Da più parti mi sono arrivati messaggi, link, altro… che invitavano ad assistere in prima fila all’esecuzione di Saddam. Non ho guardato il filmato. Trovo atroce la spettacolarizzazione della morte. L’uomo è l’unico primate che, uccidendo e torturando membri della propria specie ne trae soddisfazione. Penso che una dose di responsabilità l’abbia soprattutto il media tv. Sicuramente la responsabilità di non aver saputo interpretare il dolore. Siamo di fronte alla massificazione dei sentimenti: amore, odio, dolore…tutto è parte di un interminabile show. Non c’è tempo per assaporare la gioia, non c’è tempo di metabolizzare un lutto. Tutto scorre secondo il ritmo commerciale del palinsesto.

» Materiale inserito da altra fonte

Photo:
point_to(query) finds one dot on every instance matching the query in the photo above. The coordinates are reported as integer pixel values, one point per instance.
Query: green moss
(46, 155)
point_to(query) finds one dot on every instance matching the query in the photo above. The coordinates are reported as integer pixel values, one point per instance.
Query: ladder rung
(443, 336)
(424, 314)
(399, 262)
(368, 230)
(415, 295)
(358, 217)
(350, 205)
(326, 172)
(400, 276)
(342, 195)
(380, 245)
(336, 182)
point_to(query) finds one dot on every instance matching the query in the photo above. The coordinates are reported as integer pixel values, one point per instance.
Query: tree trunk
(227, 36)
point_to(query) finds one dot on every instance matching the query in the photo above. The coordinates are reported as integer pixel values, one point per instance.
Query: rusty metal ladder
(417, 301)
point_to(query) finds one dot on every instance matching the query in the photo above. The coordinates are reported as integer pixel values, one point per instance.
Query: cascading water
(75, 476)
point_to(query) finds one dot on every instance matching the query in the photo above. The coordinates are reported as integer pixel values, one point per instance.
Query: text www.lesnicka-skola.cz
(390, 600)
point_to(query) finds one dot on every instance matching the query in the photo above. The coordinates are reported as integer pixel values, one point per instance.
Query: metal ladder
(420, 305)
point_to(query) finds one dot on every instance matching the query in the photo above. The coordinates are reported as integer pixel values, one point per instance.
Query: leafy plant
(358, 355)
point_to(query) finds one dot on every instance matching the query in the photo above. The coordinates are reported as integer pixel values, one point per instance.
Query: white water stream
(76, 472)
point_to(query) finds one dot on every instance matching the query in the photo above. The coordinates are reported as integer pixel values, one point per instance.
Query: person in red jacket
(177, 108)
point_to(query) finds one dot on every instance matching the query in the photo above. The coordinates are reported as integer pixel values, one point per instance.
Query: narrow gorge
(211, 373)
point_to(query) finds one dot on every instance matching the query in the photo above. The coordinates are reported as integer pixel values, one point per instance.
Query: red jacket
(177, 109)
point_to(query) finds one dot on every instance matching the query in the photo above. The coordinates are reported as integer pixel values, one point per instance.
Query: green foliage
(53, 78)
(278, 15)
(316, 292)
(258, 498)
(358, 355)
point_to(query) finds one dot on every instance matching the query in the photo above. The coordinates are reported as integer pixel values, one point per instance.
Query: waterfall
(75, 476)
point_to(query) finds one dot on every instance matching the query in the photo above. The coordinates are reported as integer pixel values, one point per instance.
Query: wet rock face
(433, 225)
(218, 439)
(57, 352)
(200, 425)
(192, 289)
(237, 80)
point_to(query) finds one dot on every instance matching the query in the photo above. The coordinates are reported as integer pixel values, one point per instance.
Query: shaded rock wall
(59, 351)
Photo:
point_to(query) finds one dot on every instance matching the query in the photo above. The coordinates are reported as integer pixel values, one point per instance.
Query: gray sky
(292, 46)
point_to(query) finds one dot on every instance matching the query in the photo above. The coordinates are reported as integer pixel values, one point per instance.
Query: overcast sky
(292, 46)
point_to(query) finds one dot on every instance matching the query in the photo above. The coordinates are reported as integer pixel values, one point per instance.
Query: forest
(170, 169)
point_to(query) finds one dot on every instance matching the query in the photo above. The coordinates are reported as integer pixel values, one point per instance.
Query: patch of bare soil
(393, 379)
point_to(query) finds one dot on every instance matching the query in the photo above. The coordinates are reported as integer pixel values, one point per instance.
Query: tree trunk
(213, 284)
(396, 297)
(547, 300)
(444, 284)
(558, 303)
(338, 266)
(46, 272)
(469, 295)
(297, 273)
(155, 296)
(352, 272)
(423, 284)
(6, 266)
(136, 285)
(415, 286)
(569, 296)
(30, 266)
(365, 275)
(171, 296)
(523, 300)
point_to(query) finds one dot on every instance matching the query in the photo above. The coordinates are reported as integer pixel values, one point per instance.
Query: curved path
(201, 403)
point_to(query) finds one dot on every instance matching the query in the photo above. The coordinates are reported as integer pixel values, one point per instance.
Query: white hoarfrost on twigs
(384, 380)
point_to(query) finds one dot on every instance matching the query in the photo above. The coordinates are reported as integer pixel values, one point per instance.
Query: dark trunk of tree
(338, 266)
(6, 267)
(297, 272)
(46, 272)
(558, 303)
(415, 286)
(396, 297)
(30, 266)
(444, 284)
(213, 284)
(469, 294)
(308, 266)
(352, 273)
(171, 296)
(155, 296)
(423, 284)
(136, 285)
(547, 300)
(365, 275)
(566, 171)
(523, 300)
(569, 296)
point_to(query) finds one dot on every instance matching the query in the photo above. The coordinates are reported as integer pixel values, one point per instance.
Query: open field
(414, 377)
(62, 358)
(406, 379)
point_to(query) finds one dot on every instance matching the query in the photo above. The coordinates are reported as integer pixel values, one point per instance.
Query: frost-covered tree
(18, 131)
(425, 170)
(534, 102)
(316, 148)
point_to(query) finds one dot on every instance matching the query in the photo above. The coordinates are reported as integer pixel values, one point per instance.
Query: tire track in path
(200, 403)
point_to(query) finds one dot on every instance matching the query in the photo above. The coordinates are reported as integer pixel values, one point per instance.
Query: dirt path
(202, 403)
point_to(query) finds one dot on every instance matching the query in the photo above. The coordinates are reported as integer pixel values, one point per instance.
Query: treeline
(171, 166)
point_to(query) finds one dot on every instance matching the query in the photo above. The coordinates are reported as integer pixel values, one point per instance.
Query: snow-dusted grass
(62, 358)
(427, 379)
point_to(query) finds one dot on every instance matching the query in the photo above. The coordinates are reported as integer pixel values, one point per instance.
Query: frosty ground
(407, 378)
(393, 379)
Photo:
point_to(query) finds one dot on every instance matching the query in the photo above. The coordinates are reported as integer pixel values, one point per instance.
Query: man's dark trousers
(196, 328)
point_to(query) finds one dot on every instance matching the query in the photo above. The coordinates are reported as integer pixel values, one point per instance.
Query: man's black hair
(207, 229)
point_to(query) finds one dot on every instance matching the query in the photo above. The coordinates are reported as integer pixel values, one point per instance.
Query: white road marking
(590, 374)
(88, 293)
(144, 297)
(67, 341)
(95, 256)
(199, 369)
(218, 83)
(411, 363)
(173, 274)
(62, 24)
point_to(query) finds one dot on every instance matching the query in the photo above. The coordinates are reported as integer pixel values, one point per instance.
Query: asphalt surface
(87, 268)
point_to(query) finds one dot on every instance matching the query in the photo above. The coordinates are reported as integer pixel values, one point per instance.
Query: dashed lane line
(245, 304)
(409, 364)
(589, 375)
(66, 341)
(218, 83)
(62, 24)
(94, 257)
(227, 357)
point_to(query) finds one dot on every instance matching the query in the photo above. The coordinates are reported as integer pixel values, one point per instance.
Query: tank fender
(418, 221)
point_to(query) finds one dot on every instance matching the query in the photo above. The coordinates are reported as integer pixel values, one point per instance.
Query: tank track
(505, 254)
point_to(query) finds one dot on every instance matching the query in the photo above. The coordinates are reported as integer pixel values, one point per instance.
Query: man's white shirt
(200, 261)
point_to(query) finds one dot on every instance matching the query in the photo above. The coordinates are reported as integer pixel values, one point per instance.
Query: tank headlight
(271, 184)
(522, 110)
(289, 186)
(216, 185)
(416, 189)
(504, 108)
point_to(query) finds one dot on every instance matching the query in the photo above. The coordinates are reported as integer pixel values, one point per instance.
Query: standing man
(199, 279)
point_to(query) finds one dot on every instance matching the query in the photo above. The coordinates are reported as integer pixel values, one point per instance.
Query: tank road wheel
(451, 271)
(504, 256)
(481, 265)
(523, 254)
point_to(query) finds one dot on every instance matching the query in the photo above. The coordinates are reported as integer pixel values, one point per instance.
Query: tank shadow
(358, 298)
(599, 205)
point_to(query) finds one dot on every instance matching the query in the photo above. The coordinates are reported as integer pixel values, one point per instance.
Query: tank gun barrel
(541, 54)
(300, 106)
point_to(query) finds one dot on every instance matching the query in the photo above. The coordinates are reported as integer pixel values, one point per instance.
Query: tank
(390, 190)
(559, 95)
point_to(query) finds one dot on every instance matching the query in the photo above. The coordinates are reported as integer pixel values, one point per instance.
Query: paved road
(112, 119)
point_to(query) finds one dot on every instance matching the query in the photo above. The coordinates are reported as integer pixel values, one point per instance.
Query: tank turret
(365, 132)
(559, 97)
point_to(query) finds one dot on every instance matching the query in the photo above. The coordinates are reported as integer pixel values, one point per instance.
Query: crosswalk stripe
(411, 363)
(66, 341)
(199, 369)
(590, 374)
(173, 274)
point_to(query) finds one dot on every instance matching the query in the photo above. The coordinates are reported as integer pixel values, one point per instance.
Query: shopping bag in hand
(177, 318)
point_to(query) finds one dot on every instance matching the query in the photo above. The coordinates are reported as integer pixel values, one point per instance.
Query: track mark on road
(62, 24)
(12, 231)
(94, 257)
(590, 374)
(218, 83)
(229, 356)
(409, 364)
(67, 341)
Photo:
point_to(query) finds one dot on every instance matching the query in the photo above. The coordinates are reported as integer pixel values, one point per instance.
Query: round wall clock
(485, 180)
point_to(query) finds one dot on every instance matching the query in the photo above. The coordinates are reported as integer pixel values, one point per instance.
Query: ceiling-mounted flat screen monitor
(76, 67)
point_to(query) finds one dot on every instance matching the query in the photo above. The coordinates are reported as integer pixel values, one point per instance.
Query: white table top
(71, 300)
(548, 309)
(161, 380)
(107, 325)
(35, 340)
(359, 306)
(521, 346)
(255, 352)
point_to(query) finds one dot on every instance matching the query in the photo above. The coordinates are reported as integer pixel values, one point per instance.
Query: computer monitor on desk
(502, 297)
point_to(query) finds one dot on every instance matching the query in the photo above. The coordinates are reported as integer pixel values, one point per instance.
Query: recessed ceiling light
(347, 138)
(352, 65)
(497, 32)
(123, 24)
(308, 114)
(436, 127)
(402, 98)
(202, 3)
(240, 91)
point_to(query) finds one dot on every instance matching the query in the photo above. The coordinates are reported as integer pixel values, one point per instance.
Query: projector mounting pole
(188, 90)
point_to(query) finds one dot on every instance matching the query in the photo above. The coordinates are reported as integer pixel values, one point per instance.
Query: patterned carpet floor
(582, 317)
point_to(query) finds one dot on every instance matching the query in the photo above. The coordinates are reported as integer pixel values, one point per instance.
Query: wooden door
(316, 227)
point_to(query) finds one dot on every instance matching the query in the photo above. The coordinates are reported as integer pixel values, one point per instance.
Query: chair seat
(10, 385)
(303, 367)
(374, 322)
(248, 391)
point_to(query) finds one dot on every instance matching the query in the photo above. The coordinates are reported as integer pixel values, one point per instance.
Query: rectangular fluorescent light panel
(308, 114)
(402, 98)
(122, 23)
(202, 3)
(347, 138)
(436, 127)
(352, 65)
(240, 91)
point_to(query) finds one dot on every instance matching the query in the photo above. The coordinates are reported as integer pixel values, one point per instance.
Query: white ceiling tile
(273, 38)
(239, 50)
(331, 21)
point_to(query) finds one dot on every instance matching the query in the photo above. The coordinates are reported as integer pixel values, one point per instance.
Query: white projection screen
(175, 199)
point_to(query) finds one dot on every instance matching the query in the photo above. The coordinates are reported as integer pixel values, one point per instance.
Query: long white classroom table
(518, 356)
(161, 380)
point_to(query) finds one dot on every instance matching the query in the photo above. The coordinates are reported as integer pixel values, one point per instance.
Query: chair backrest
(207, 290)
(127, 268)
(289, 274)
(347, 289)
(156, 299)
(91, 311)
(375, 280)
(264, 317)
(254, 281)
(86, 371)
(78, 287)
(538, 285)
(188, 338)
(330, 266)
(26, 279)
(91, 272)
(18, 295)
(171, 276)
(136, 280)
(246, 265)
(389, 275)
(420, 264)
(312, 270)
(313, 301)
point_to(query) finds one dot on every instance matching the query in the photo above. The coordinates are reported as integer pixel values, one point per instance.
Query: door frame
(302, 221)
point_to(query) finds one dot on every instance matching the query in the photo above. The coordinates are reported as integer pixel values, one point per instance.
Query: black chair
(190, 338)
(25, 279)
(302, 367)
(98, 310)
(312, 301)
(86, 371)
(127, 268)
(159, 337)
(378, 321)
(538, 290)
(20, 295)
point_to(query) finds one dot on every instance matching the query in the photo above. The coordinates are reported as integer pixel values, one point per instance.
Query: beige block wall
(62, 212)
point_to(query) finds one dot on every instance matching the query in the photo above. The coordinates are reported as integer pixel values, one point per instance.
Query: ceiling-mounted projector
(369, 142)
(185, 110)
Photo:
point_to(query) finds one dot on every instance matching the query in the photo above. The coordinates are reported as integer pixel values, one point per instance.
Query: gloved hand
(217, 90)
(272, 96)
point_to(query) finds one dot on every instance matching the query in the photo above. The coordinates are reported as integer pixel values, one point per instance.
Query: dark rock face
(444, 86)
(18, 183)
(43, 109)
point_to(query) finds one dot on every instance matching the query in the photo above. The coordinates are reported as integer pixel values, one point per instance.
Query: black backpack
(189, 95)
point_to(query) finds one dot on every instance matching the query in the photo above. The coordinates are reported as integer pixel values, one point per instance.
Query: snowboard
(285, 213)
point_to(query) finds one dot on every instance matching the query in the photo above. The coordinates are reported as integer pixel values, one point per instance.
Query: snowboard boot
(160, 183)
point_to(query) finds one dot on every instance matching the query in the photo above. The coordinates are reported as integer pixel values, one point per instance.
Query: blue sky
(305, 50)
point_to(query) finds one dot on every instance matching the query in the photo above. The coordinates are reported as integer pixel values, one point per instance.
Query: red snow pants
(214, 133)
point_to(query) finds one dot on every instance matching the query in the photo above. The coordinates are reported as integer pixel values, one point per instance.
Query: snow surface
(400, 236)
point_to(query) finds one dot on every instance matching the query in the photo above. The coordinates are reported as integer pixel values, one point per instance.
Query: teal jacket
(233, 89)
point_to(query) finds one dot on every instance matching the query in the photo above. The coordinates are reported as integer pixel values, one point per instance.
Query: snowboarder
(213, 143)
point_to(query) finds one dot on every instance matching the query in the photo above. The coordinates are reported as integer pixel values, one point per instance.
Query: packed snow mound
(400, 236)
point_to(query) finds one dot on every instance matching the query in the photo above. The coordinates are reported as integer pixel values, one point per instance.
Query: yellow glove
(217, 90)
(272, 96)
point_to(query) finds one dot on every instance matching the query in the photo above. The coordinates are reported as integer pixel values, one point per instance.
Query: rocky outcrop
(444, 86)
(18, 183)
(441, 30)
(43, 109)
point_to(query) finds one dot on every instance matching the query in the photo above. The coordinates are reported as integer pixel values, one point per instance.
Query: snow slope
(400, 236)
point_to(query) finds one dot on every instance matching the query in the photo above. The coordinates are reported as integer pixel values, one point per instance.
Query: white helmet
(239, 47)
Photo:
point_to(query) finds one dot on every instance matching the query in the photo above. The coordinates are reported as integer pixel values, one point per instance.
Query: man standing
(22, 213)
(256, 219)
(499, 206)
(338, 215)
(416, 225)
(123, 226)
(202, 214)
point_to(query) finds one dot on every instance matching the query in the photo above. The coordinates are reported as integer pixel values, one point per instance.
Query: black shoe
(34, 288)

Ho vissuto la guerra in Iraq come un fatto personale e forse per questo non riesco a vedervi solo numeri e show. I numeri sono soldati morti: figli, padri, mariti, fratelli, amici, colleghi…e madri, sorelle, figlie, amiche… e bambini e bambine, scolari, festosi piccoli uomini e piccole donne che dovrebbero rubare la cioccolata e rincorrere uno stupido pallone da calciare. Non dovrebbero essere corpi trucidati, senza vita, senza più sogni, speranze.
Nessuno ha il diritto di togliere la vita a un altro essere umano. E non posso pensare di essere spettatore di un’esecuzione, quand’anche si tratti di una morte spesso augurata, spesso anelata, spesso considerata fondamentale.